You know where he’d fit right in, though? On the Senate Judiciary Committee, whose homogeneous majority is itself a testament to the white-male privilege that defines the Republican party, and whose members last week demonstrated the same self-important, overly dramatic, patriarchal outrage that Kavanaugh displayed throughout his testimony.
Of course, Senators Grassley, Hatch, Graham and their Republican cohorts long ago exposed themselves as disingenuous, self-interested, hyper-partisan frauds … but what was new last Thursday was the insight Kavanaugh gave us as to the depth and breadth of his own sense of entitlement, poor temperament, and lack of self control.
At no time were all three of the aforementioned damning and disqualifying character traits more clearly demonstrated than during Kavanaugh’s exchange with Senator Amy Klobuchar, which I can only hope will prove to be the most disgusting display of disrespect by a nominee speaking to a United States Senator that I will ever witness in my lifetime.
KLOBUCHAR: So you’re saying there’s never been a case where you drank so much that you didn’t remember what happened the night before, or part of what happened.
KAVANAUGH: It’s — you’re asking about, you know, blackout.
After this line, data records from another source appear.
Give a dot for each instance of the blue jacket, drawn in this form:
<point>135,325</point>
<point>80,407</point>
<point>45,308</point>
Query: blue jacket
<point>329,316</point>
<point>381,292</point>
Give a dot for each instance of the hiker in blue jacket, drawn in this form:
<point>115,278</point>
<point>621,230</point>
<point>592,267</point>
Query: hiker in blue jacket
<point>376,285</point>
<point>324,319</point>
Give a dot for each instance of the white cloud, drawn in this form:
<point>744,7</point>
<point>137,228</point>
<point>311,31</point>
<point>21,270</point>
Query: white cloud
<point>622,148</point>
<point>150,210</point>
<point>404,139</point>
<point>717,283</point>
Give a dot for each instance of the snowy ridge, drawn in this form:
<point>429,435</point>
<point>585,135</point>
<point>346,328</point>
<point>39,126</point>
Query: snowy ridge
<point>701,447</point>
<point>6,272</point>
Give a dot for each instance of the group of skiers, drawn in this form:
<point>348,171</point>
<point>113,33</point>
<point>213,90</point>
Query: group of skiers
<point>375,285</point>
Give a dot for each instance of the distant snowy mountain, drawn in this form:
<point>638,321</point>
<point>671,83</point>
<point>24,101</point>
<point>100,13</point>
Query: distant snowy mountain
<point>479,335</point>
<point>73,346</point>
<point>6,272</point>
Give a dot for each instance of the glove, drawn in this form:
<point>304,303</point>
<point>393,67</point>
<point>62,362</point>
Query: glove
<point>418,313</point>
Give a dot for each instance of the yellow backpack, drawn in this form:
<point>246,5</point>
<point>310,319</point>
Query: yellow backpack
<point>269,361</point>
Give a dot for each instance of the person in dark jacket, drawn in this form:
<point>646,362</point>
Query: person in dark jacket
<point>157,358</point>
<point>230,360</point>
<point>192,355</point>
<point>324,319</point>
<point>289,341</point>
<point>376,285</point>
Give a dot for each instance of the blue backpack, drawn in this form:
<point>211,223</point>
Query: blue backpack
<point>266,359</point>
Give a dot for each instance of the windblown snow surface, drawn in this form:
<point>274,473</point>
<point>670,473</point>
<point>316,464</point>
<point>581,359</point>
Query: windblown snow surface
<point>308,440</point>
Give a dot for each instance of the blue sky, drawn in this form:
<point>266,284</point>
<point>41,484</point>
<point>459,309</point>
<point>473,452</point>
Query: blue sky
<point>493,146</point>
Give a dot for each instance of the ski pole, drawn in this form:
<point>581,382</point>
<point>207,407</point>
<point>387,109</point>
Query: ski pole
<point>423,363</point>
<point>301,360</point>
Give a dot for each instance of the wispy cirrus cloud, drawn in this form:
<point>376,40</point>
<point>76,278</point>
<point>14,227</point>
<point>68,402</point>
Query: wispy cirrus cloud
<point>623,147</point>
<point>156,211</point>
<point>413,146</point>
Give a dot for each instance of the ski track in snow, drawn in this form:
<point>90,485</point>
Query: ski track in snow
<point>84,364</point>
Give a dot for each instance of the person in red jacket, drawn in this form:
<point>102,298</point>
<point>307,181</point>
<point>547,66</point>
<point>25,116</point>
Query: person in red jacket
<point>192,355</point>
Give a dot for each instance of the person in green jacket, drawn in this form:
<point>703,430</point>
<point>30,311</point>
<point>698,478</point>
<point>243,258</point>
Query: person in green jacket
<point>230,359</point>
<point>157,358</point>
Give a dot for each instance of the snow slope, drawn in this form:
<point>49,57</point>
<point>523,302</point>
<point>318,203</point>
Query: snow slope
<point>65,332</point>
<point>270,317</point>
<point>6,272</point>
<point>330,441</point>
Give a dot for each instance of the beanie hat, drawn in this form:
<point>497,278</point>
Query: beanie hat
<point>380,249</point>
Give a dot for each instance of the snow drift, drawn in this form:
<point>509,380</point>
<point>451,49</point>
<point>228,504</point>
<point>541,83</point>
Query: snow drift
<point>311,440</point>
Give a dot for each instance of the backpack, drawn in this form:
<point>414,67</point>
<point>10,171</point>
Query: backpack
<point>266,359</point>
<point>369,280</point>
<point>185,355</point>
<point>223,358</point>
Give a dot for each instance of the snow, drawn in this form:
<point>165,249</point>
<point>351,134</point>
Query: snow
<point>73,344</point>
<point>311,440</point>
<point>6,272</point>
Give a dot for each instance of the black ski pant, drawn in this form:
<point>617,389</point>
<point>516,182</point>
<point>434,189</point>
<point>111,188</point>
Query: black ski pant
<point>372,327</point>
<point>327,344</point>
I don’t know. Have you?
KLOBUCHAR: Could you answer the question, Judge? I just — so you — that’s not happened. Is that your answer?
KAVANAUGH: Yeah … and I’m curious if you have.
KLOBUCHAR: I have no drinking problem, Judge.
KAVANAUGH: Yeah, nor do I.
I have watched this exchange numerous times in the days that have passed since it occurred, and my disgust for Brett Kavanaugh has only deepened which each subsequent viewing. Based on his behavior in that moment alone, I would not hire him to seat customers during the midnight shift at a rundown Denny’s, let alone make him the deciding vote on the Supreme Court.
The disrespect with which Kavanaugh treated Senator Klobuchar ranks a distant second, of course, to the disrespect he showed for the brave woman above — both by the dismissive manner in which he responded to her testimony, and, if you believe her account of the incident (and I do), by attempting to rape her when she was just 15 years old. And that is the part of all of this that bothers me most: If she’s telling the truth (and I believe she is), then not only is Brett Kavanaugh an unfit, hotheaded, grossly biased jurist undeserving of a SCOTUS seat, but he also is an attempted rapist and a despicable liar who is victimizing Dr. Ford once again, in front of the entire world, for his own personal benefit.
In either case, the bottom line remains the same: By any measure, Brett Kavanaugh — a man, it is worth noting, was nominated by a fellow credibly accused sexual predator who stands to personally benefit from his confirmation — is not fit to be seated on the Supreme Court … regardless of just how entitled to that position he and his fellow white-male Republicans insist that he is.
Miriam says
Took the words right outta my mouth.
Carolyn Blakeney says
Party Boy is probably going to be confirmed. Which means that from here on out we need to make sure that the case against him remains alive and kicking. Never surrender.
dkw1975 says
Just ran across this today. Reminded me how infuriating this whole episode was!